Pour le réalisateur Francis Legault, la beauté du sirop d’érable, ce puissant symbole identitaire québécois, c’est qu’il est d’abord le fruit d’un métissage entre la science infuse des autochtones qui avaient découvert la sève d’érable et les chaudrons des colons qui l’ont fait bouillir.

Quant à Martin Picard, le célèbre restaurateur du Pied de cochon, son histoire d’amour avec le sirop d’érable est née dans un petit village en Espagne, où un aubergiste tenait de gros gallons d’huile d’olive provenant de son jardin. Picard a compris ce jour-là que le sirop d’érable, c’était l’huile d’olive du Québec et qu’il méritait autant de respect et de reconnaissance. Ainsi naquit la cabane à sucre Au pied de cochon.

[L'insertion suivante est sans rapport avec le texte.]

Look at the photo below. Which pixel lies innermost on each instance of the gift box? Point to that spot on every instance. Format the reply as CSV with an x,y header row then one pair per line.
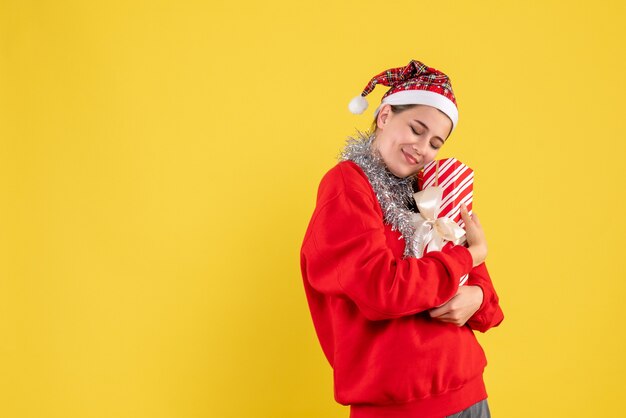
x,y
456,181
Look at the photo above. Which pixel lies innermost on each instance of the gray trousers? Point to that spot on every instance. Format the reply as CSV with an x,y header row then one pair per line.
x,y
478,410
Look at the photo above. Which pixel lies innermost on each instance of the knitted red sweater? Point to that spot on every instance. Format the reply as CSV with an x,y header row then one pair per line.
x,y
369,308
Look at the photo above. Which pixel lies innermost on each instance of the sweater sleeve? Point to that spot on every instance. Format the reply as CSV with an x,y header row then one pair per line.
x,y
345,253
489,314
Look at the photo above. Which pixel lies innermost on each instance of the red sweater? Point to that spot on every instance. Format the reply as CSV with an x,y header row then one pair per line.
x,y
369,308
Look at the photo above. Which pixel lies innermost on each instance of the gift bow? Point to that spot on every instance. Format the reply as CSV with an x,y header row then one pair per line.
x,y
432,233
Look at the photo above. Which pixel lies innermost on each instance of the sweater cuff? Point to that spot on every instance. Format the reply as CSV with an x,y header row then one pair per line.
x,y
464,258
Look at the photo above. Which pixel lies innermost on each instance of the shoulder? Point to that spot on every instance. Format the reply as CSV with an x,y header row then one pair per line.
x,y
345,177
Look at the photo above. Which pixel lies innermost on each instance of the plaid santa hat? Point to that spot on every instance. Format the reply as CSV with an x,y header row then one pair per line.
x,y
414,84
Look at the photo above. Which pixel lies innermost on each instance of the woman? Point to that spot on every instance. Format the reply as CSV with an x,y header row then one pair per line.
x,y
397,330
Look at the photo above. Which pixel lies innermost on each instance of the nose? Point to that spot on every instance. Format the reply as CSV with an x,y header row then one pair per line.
x,y
418,147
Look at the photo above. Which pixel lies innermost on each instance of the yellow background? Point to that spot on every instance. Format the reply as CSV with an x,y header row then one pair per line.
x,y
158,167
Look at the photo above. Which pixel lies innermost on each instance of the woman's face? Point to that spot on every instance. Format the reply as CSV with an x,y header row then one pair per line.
x,y
409,140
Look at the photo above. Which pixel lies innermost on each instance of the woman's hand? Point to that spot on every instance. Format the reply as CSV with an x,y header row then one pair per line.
x,y
476,241
461,307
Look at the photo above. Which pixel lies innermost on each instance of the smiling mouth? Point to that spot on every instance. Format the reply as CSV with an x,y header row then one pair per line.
x,y
409,157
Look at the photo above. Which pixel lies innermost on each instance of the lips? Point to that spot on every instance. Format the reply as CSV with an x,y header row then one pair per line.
x,y
410,159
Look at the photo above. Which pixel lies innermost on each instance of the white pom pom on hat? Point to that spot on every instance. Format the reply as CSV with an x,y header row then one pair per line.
x,y
415,83
358,105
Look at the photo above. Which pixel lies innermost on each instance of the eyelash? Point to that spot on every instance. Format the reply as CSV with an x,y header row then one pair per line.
x,y
431,145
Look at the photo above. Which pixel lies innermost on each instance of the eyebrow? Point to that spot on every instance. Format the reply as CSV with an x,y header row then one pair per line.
x,y
424,125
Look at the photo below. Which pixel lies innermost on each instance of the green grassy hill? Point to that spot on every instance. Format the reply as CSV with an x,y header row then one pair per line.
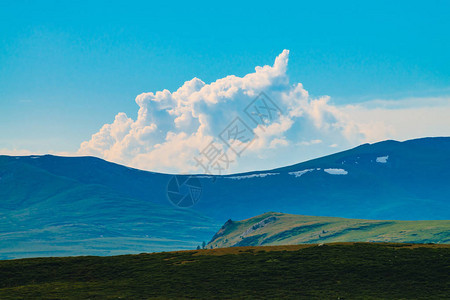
x,y
286,229
331,271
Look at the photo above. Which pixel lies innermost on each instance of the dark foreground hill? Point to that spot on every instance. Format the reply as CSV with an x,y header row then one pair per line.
x,y
330,271
284,229
62,206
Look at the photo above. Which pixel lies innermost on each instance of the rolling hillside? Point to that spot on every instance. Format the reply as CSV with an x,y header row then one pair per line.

Il y a dans la récolte et la fabrication du sirop d’érable une dimension familiale importante, notamment dans la transmission d’une pratique perpétuée de père en fils. Or, à cet égard, la famille la plus inspirante du film est celle des Tessier-Nault, une famille pur béton montréalaise. Simon, le père, travaille dans le domaine de la santé, sa femme Maëcha est sage-femme. Tous les printemps, Simon, Maëcha et leurs trois enfants partent faire les sucres avec leurs amis dans leur petite érablière à Mansonville. Le rituel dure un mois, pendant lequel les enfants ne vont pas à l’école et, comme le dit si bien la volubile Adèle : « Nos professeurs comprendraient sans doute mieux si on partait un mois en Afrique qu’un mois pour faire les sucres ».

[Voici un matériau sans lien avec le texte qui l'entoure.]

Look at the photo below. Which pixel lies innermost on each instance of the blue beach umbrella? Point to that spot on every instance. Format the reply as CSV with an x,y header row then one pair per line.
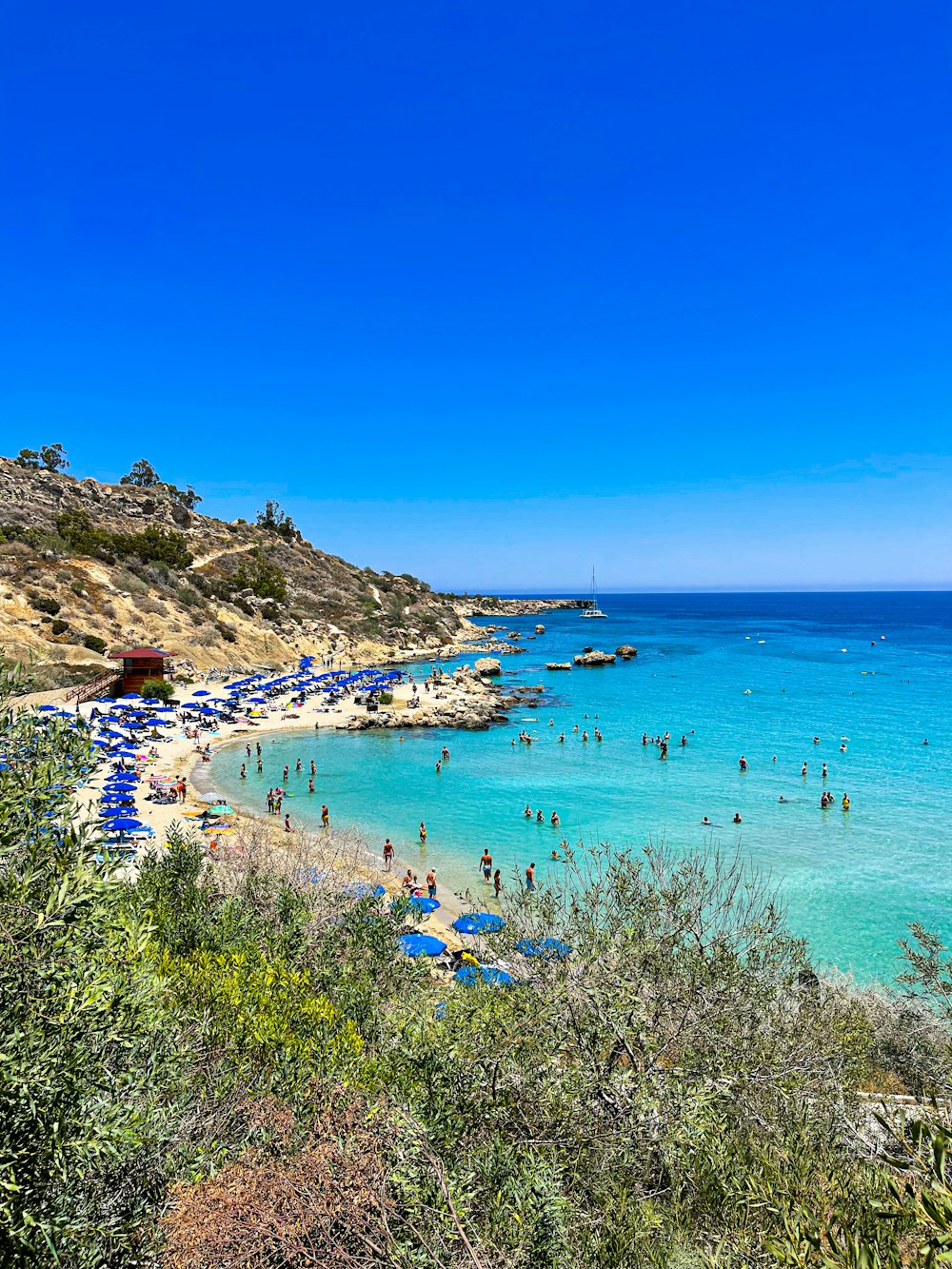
x,y
122,823
421,944
471,974
547,948
479,922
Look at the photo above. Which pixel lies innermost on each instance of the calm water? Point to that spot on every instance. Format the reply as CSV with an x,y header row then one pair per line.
x,y
851,882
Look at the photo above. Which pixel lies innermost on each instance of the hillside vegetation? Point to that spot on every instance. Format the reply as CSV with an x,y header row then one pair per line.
x,y
87,568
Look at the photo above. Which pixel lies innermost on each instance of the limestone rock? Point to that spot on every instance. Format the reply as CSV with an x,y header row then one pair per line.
x,y
594,658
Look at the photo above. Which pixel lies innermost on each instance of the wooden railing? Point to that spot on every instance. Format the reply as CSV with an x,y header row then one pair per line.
x,y
94,688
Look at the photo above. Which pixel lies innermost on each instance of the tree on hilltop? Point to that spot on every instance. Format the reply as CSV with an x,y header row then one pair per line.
x,y
143,475
50,458
276,521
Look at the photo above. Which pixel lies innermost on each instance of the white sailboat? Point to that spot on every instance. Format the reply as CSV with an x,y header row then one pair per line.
x,y
592,609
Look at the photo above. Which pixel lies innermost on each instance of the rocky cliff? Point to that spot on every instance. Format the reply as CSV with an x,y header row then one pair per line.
x,y
88,568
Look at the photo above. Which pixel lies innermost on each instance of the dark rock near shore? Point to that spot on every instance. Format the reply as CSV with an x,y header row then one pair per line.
x,y
596,658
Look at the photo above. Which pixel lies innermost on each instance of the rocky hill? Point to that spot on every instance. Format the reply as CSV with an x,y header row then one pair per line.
x,y
89,568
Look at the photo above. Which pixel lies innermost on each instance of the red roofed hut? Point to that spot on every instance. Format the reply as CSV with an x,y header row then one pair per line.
x,y
140,664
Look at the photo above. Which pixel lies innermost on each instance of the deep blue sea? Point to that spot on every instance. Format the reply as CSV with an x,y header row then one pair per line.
x,y
753,674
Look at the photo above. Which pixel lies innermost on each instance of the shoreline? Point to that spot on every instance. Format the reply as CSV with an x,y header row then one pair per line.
x,y
464,700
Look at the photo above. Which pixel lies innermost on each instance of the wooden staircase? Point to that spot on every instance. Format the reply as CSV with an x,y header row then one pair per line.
x,y
98,686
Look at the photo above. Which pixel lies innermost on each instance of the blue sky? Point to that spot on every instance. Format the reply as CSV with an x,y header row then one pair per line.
x,y
497,292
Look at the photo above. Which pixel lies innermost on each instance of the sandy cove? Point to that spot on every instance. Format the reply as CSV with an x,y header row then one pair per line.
x,y
460,700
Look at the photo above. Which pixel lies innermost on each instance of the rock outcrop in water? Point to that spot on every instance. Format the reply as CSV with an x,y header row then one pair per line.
x,y
594,658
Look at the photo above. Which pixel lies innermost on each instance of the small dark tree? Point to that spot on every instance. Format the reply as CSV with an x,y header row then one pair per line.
x,y
51,458
276,521
160,689
143,475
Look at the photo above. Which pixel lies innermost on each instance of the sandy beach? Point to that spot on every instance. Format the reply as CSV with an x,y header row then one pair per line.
x,y
338,854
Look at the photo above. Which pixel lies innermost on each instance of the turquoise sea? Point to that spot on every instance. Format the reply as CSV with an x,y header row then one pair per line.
x,y
756,674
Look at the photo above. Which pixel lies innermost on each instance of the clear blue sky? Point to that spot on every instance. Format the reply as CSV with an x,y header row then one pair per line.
x,y
494,292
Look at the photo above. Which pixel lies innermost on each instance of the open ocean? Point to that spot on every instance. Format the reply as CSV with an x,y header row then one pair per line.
x,y
753,674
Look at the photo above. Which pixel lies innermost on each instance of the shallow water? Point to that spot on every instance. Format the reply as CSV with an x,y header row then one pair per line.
x,y
851,882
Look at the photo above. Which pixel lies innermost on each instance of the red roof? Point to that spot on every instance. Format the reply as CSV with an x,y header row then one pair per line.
x,y
137,652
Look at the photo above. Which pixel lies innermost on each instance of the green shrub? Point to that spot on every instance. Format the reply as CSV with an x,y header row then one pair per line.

Autant dire que leurs profs se trompent. Car voir ces enfants de la ville suivre leurs parents pour faire des entailles aux érables puis récupérer et charrier les sceaux remplis d’eau d’érable pendant de longues heures dans la neige et le froid, tout cela au nom d’une tradition vieille de 400 ans, fait chaud au cœur et inspire. Cela donne aussi à réfléchir à la fois sur la pérennité des traditions, mais aussi sur la pérennité de la nation québécoise, cette race de gens qui ne savent pas mourir. Qu’en sera-t-il dans 200 ans ? Est-ce qu’il y aura encore des érables à entailler et des sucriers pour en prélever l’eau ? Est-ce que le Québec existera encore ? Autant de questions que pose Le goût d’un pays en laissant à tout un chacun la liberté d’y répondre à sa façon.